The first one looks like an excellent point to continue our investigation. Let’s put a breakpoint on the opcode and continue execution.

Running couple of times through this breakpoint shows that it does in fact return consecutive characters from our flag input. We even get, what looks like be the part of the flag for free. When getting the letter y from our input, in the VM memory part we can see something that might be part of the flag. We don’t know that for sure, but the characters looks too suspicious to be missed.

l33t sp33k text looks too suspicious to be skipped

So from now on, it will be incorporated into the flag input: bi0s{abcdefghijklmnopqrstuvwxde_s7uff}. Now we only need the remaining 24 characters.
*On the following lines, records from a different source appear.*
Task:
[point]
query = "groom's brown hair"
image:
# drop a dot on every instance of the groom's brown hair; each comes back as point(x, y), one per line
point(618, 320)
Apart from, what seems to be the last part of the flag, when observing the VM memory we can spot that the flag is processed in patterns. First characters are processed in a different way than the rest. Starting from the letter i, there’s some string being constructed ijklm.... To see where it’s being referenced we can place a hardware breakpoint on the first 4 bytes.
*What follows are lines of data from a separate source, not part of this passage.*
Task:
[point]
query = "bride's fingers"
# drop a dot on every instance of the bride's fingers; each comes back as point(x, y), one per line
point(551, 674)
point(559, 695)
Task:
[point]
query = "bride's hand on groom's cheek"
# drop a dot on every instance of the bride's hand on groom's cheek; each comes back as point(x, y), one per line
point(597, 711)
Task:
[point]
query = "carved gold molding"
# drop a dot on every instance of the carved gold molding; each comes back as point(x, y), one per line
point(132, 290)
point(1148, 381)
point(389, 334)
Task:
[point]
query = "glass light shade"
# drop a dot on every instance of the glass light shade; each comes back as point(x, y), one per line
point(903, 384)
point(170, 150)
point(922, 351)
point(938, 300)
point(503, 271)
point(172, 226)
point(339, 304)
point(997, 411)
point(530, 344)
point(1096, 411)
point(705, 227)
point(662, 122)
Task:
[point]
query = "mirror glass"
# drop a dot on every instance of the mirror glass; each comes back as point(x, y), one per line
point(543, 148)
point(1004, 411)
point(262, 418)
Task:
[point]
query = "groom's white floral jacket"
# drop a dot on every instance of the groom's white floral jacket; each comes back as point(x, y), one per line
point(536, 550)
When the breakpoint get hit, we can notice the two things. First, the full string is 8 characters long (till p) and secondly we are located in the handler for the 0x5c opcode, which seems to be “just” copying the data at the same index just +0x52 bytes further from the original location. Not to loose track we can put a hardware breakpoint on access also.

That didn’t yield anything useful but some interesting strings showed up in the VM memory: d\2YqZm~, qZm~d\2Y and vjmfnhlo. Maybe one of them can be our initial string encrypted? Changing 9 characters from i..p in the input flag to aabbccdd, causes the first two interesting strings to be the same but the first one changes to ba`h`agg.
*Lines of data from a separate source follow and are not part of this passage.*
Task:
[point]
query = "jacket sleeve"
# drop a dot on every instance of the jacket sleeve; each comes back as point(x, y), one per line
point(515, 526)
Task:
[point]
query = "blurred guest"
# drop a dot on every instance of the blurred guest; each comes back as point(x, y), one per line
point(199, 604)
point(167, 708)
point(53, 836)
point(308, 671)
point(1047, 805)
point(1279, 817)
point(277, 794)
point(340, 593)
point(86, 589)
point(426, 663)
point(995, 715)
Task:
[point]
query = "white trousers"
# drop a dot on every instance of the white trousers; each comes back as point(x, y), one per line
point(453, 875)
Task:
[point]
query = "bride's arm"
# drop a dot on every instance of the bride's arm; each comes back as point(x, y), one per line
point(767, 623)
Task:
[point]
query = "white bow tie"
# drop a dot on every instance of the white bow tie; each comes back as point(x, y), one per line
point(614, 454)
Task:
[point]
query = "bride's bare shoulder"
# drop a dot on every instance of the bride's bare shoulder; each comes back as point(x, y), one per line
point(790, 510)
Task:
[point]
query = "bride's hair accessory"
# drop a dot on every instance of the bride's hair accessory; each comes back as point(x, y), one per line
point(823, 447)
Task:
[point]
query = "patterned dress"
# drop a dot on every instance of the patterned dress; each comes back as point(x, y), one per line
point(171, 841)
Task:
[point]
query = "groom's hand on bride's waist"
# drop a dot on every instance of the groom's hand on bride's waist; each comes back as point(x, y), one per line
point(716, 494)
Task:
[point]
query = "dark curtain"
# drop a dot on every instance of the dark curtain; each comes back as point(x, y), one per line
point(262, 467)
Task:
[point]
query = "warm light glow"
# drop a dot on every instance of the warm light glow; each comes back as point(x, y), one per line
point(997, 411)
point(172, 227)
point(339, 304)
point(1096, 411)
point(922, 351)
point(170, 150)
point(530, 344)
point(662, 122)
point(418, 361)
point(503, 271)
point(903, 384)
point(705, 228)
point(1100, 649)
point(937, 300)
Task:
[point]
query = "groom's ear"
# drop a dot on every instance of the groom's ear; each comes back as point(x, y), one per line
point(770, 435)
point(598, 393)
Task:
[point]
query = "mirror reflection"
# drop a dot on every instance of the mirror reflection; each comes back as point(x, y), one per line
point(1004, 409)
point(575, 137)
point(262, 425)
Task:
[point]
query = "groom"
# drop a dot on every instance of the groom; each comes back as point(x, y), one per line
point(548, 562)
Putting a memory breakpoint that that address (+0x82@VM) points us to the next opcodes: 0x7c, where the xor is being done the input. Each character has a different xor value but it’s relatively easy to get those: \x06\x06\x03\x02\x0B\x03\x05\x06. We can verify that using this key with the input aabbccdd gives the ba`h`agg in reverse. Using that trick on the input qZm~d\2Y and doing the necessary reversing gives us second part of the flag: `

d = "qZm~d\\2Y"
''.join([chr(ord(x)^y) for x,y in zip(d[::-1],key)])

So the current flag input would be: bi0s{abcdefgh_4_fun_wqrstuvwxde_s7uff}.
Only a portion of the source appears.